People with autism who are already perceived to have a ‘difference’ to that of others around them may have the additional vulnerability, created due to how they convey their faith. However, faith may be a positive influence and reduce the impact of a person’s vulnerability as they experience social inclusion and a sense of well-being thorough their religious activities.

The strategy places emphasis on the need to raise awareness about autism among professionals, employers and the general public, which should help people with autism integrate more easily into their communities what ever their faith.

Sexual orientation:

Just under 50% of people with autism also have a learning disability. The extent that a person’s learning disability affects their level of understanding may mean they have less opportunity to make and develop relationships, and less likely to learn about sexual development. One of the other main problems for people with autism are difficulties with social skills which can lead to confusion of their sexual orientation.
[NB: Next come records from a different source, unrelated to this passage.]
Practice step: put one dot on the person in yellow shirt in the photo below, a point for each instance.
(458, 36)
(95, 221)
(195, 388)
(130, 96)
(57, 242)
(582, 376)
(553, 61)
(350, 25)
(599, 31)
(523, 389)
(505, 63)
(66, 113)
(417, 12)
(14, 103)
The strategy places emphasis on the need to raise professionals’ awareness about how autism is presented in everyone. The newly commissioned diagnostic service can also provide post diagnosis relationship support. Both will assist professionals to respond positively to sexual orientation issues.

Marriage/civil partnership:

The strategy is inclusive for all adults with autism in Hampshire. As such the impact on marriage and civil partnerships is as contained in the above sections.

Pregnancy and maternity:

The strategy is inclusive for all adults with autism in Hampshire. As such the impact on pregnancy and maternity is as contained in the above sections.

Other factors:

None known.

Conclusion

Nationally and regionally there are three tiers of governance for the strategy:

1. The Adult Autism Strategy Programme Board, providing overall programme governance

2. The Delivery Group, reporting to the Adult Autism Strategy Programme Board.

3. Department of Health Deputy Regional Directors of Social Care and Partnerships, who will oversee progress on a regional level, working closely with local leads.

Locally, the Hampshire Autism Partnership Board brings together a range of services and stakeholders including parents, carers and people with autism. The aim of the Board is to set the direction for improved services for people with autism, and monitor progress.

Hampshire Adult Services identified a lead senior officer to chair the Board, the Deputy Director of Adult Services. Therefore Hampshire is well placed to link into regional and national work and structures and has established excellent networks and partnerships to take forward implementing the strategy.

Hampshire’s Autism Strategy for Adults provides a real opportunity for the needs of adults with autism to be understood and for national and local plans to be put in place to help meet these needs. The autism strategy provides the framework and structures to help local people with autism to have the same opportunities as everyone else to help them achieve their full potential.